The train lights blinked, and the driver lowered his head to peer down the platform toward us.

“I've gotta go. This is the last train, okay?”

She stepped inside the doors, stretched her arms, revealing her hairy armpits, and waved good-bye as the compartments squeaked and rolled down the tunnel and the tracks toward Bronxville.

What was up with her?

Later that night, I threw open the draperies and sang the “Lovely Ladies” song from
Les Mis
as I danced and jumped from bed to bed. I wished I'd invited Harriet to spend the night, but then again, she was chafing me with her lack of support.

Out of breath, I stopped to look out at the digital view of midtown and downtown. I could recognize the Chrysler Building staring back at me with its silvery fans of light, and the red and yellow lights on the Empire State Building dwarfing the midtown apartments, and then in the distance the twin towers of the World Trade Center illuminating the tip of the peninsula with their 110 floors of glass and steel as if to say, “Welcome to the center of the world.”

Harriet. Humph. She had some nerve questioning me. It's not exactly a walk on the beach telling a large percentage of America about your attack.

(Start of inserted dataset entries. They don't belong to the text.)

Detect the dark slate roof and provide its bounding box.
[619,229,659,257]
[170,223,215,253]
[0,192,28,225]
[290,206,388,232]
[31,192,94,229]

The next morning James Albright interviewed us separately; then we joined a panel of experts on the subject. There was a member from NOW who was lobbying for the Violence Against Women Act and an administrator at Syracuse University who had heeded the warning against sexual assault a decade before and had a successful system in place to aid victims. Also, there was a handsome twentysomething young man named Tobias Moore, who had just started his own nonprofit, Rachel's Rape, in memory of his sister, who was raped in her dorm at Columbia University in the middle of the night two years earlier. She had committed suicide six months after the rape. Fear and sleep deprivation had ravaged her mind, and she couldn't face it another day.